じいさんにとって、食べログはじいさんの唯一の社会との回路であり、パコ崎ミャ子を演じることだけが、じいさんの唯一の存在証明なのだ。じいさんは叫ぶ、なるほどわたしは味覚も嗅覚も失いつつある。醤油、油脂のまったり感、味醂や砂糖の甘味だけが辛うじてわたしの舌をよろこばせる。しかし、それがどうした、わたしはいま生きている。腹黒で人品の卑しいわたしのゴキブリ読者どもはいくらでも言えば良い、わたしが脳梗塞の既往歴を持つ胃婁で寝た切りのネカマじじいだとかなんとか。知るか、そんなこと。夢見ることを知らない俗物どもよ、聞くがいい。パコ崎ミャ子はわたしであり、わたしこそがパコ崎ミャ子なのだ。

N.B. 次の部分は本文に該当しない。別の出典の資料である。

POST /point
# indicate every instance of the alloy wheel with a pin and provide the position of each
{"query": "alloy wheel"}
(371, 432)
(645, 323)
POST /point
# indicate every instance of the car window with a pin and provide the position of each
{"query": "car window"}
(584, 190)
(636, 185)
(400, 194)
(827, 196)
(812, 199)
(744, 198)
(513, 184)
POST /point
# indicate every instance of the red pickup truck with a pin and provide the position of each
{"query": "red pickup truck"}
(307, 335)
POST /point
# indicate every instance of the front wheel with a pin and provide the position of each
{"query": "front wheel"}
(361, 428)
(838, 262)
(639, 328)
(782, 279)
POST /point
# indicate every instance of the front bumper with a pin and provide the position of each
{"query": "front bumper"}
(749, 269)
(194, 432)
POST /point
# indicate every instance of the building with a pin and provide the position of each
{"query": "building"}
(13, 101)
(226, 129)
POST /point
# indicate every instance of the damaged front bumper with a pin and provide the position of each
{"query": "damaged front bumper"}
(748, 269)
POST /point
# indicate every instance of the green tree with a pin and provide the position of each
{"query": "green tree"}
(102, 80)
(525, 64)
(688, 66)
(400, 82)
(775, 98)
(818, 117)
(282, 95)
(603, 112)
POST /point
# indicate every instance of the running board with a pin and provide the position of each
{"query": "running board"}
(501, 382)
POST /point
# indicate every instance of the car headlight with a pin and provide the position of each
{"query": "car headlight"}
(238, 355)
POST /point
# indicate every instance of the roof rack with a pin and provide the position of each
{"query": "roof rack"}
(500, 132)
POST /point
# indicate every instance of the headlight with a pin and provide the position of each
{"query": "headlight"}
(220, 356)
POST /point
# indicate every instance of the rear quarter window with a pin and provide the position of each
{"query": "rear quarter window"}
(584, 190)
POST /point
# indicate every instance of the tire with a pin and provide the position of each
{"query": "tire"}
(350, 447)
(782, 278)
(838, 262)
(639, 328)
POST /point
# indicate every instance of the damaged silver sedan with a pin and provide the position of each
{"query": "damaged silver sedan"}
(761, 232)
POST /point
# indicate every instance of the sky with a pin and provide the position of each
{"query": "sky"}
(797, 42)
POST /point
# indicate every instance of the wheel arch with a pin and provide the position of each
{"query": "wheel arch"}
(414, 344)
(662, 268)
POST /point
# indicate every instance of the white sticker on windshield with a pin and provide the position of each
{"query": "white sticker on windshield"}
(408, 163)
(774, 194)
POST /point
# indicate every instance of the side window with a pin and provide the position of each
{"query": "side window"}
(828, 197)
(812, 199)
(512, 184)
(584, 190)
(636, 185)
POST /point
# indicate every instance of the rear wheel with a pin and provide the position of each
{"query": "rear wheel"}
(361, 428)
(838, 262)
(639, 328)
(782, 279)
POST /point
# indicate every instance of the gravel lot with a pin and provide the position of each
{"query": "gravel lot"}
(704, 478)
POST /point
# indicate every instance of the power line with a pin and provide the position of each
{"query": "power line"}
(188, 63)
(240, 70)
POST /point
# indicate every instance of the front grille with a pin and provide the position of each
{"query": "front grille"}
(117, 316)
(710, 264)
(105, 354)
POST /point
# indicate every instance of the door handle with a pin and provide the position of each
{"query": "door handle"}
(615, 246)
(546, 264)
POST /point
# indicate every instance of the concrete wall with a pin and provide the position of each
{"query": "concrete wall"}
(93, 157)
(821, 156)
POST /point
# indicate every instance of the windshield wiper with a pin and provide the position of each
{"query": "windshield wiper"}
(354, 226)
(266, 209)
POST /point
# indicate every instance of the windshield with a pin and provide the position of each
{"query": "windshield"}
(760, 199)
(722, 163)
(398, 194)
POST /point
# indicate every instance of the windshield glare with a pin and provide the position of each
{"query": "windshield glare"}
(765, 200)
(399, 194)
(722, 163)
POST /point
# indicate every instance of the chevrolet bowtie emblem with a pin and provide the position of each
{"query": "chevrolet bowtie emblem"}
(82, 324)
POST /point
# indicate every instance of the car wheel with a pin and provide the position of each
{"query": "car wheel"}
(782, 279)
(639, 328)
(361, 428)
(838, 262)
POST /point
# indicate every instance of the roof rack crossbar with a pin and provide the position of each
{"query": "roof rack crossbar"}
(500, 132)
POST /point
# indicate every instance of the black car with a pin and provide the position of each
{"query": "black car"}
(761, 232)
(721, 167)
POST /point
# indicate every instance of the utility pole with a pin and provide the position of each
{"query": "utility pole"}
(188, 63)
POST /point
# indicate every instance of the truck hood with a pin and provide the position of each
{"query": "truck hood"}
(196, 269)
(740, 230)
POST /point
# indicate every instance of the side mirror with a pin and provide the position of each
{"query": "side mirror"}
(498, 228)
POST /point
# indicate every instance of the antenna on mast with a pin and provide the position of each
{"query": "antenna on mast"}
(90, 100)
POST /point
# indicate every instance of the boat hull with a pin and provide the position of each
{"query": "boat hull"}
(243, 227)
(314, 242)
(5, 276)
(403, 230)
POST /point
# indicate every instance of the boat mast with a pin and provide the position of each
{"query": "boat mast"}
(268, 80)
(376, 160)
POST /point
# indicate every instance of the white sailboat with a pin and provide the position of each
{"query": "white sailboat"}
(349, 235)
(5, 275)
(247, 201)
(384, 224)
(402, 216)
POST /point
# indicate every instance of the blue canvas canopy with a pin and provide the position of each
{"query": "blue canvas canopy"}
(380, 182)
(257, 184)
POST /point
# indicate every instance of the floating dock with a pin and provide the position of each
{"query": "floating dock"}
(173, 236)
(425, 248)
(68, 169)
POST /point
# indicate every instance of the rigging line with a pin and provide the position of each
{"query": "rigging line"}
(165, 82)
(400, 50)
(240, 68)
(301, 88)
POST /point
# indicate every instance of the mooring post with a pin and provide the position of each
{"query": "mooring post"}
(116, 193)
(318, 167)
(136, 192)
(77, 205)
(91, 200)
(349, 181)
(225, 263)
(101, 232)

だからこそ、じいさんは、三輪車を漕ぎ、夕闇の首都高を走る。夢想のなかで、食べログの小人気レヴュアー・パコ崎ミャ子はピーターパンさながらに夜空へ舞い上がる。かまびすしいクラクションのなかで、読者はみんな、じいさんを応援しています。がんばれ、じいさん。目指せ、ネヴァーランドを!